# Lightroom Performance on a new iMac?



## stevevp

Many thanks for all the previous advice on the thread which I hijacked a bit here: imac 27" fans when in full screen. I thought I should start a new thread.

I took delivery of my new iMac on 9 January with the following specs:

4.2 GHz Quad‑Core Intel Core i7 (Turbo Boost up to 4,5 GHz)
8 GB 2400 MHz DDR4 (now 40GB)
1 TB SSD
Radeon Pro 580 8 GB

I was immediately struck with the fan noise - the fan comes on when I’m using Lightroom even under what I would have thought would be a fairly minor load and (compared to my old PC which had a “quiet” case and was under my desk) the noise is right “in your face”. A few edits with the brush tool, spot removal and cropping and the fan pretty much starts up to order. Is this really that intensive? There is also quite a bit of hesitation and I see the beach ball spinning about as much as I saw its equivalent on my 6 year old PC. That had 16GB RAM. I have this afternoon installed the additional 32GB Crucial RAM I received this morning for a total of 40GB RAM - all recognised in the “About this MAC” memory tab - and it’s no better.

I am really not happy with this and I’m not sure where I go next. I seem to have a few options:

1) Live with it.
2) Live with it and stop using Lightroom if that's the problem (not ideal as I’m somewhat tied into it).
3) Return the iMac and buy a base model iMac Pro and risk similar heat/noise problems - has anyone seen a genuine user review of the iMac Pro rather than the prelaunch previews?
4) Return the iMac and try and find a suitable PC - my previous one was built to order but had extensive teething problems which I prefer to avoid although it eventually got sorted, largely by me. I'm not up to building one from scratch myself so I guess it’s a Dell off the shelf …

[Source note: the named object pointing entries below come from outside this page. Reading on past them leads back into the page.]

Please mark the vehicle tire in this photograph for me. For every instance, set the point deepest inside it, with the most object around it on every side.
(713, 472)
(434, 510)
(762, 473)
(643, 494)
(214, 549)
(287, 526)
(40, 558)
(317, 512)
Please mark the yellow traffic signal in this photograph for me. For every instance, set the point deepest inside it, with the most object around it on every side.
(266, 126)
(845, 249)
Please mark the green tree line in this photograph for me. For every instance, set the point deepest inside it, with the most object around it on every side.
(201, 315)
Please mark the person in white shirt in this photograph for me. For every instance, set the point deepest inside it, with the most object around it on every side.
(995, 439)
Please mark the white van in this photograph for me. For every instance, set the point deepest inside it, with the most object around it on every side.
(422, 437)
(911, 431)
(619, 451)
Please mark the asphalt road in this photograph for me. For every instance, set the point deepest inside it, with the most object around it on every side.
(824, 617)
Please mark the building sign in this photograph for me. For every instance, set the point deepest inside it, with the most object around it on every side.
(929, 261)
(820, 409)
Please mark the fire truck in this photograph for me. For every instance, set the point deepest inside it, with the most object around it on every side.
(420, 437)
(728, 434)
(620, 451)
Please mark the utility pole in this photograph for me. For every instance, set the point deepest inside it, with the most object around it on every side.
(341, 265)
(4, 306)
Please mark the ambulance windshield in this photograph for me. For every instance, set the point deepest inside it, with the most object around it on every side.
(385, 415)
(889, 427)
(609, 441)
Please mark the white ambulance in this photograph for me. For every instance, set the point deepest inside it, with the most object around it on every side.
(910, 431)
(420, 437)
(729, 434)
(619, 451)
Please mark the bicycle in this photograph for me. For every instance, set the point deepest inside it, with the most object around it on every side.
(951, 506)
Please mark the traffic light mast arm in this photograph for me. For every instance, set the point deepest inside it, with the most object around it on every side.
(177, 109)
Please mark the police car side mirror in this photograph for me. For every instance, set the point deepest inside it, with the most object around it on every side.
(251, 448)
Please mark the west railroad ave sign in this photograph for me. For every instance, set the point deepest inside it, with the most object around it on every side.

Grateful any learned thoughts. This is all quite painful (and expensive)!


----------



## RikkFlohr

You may simply have a bad install. Have you tried reinstalling?


----------



## stevevp

Thanks for the speedy reply Rikk. No I haven't tried to reinstall yet. As a new Mac person, I see there's an uninstall programme. Is there anything else I should get rid of at the same time like the previews file? Is there a preferences file too? I'd like to get the reinstall as "clean" as possible.


----------



## RikkFlohr

The Preferences File survives an uninstall/reinstall. Normally, with this type of symptom, I recommend keeping it intact until after you compare the speed before and after. You can always reset the preferences after the uninstall/reinstall. Preference files issues tend to display as weird behavior - not as speed traps.


----------



## stevevp

Thanks Rikk, too late unfortunately! I did a reinstall this morning and trashed the previews file (renamed it) and the preferences. I then discovered that I was missing about 4000 images. I guess I had not spotted this during the prior move from PC to iMac as the previews were in place. I have since gone through and reconnected virtually all of them but when comparing the Catalog All Photographs count against the Folders total count there is a difference of about 60 images which I can't account for. Any ideas please? Sorting this mess out has taken me most of the day so I am yet to do any meaningful work with LR to see if the reinstall has helped.


----------



## Hal P Anderson

You likely have some stacks collapsed. Try expanding all stacks.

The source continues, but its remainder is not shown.